Und wo wir schon einmal bei der Spielwelt sind: Die hinterlässt sehr gemischte Gefühle. Der Auftakt des Spiels ist absolut grandios. Der erste Reaktor, den wir auch bereits in der Demo zerstören könnten, und die ersten beiden Kapitel des Spiels im Allgemeinen sind hervorragend ausgestaltet und mit vielen Details geschmückt. Die Ernüchterung folgt allerdings schon nach circa zwei Spielstunden, wenn wir in den Slums von Midgar ankommen: In diesen Spielbereich, in dem wir übrigens einen großen Teil der Spielzeit verbringen, ist offensichtlich wesentlich weniger Arbeit geflossen. Viele Stellen sind mit ultraniedrig aufgelösten Texturen gefüllt, teilweise fehlen diese sogar komplett. Dadurch entsteht ein bizarres und vor allem inkohärentes Gesamtbild, mit detaillierten Charakteren auf der einen Seite und altbackenen Umgebungen auf der Anderen.
Bei keinem anderen Spiel von dieser Wichtigkeit und mit diesem Budget in der kompletten PS4-Konsolengeneration haben sich Entwickler bisher eine solche Texturarmut erlaubt. Die Mängel sind so gravierend, dass sie den Verdacht nahelegen, es könne sich hierbei um einen Bug handeln. Allerdings wäre das mit einem Day One-Patch zu beheben gewesen. Möglicherweise sind die grauenhaften Texturen also auch damit zu begründen, dass den Entwicklern schlichtweg die Zeit gefehlt hat, die Welt adäquat auszugestalten. Teilweise bekommt das Spiel dadurch sogar eine unschön nostalgische Anmutung: In einem der Reaktoren können wir auf die Slums hinabblicken – und diese sind eine derart niedrig aufgelöste 2D-Fläche, dass sie unfreiwilligerweise wie ein Bitmap-Hintergrund aus dem PS1-Original wirken.
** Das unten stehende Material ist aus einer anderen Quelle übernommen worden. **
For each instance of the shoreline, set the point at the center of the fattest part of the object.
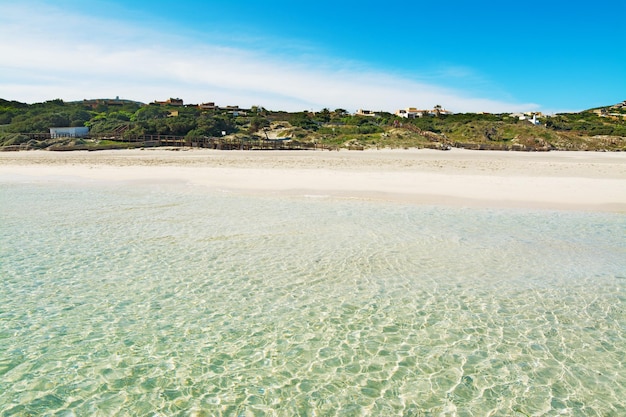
(588, 181)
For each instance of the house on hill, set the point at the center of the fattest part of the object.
(170, 102)
(368, 113)
(69, 132)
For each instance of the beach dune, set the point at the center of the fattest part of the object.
(551, 180)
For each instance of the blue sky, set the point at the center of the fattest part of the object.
(493, 56)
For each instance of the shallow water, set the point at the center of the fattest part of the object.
(149, 301)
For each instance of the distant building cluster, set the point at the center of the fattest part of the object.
(234, 110)
(414, 112)
(69, 132)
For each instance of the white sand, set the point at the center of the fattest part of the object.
(553, 180)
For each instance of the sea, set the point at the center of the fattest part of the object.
(131, 299)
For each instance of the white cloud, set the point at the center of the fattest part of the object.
(73, 57)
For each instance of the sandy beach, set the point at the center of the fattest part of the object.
(551, 180)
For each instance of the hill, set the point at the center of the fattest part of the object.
(125, 123)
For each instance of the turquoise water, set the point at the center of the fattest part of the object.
(153, 301)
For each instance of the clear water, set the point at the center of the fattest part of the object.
(154, 301)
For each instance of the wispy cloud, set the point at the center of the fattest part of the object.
(53, 53)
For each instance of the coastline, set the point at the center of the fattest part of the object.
(591, 181)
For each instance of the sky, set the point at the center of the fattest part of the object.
(480, 56)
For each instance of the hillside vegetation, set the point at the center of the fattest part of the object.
(127, 124)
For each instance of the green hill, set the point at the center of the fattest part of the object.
(125, 123)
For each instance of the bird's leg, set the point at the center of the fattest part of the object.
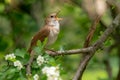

Dazu kommt: Texturen laden sehr langsam nach, ploppen sogar in Zwischensequenzen immer wieder unschön ins Bild. Und NPCs tauchen plötzlich aus dem Nichts auf. Eigentlich sind das typische Begleiterscheinungen von Open World-Spielen mit hoher Sichtweite. Dass das Final Fantasy VII Remake darunter leidet, ist mit Hinblick auf seine sehr eingeschränkte Schlauchlevel-Struktur dann doch etwas verwunderlich. Etwas mehr Politur hätte hier in keinem Fall geschadet. Im Verlauf des Spiels bekommen wir zwar immer wieder schöne Szenerien zu Gesicht, irgendwie machen diese aber auch ein bisschen wehmütig. Sie zeigen, was aus dem Remake mit etwas mehr Entwicklungszeit hätte werden können.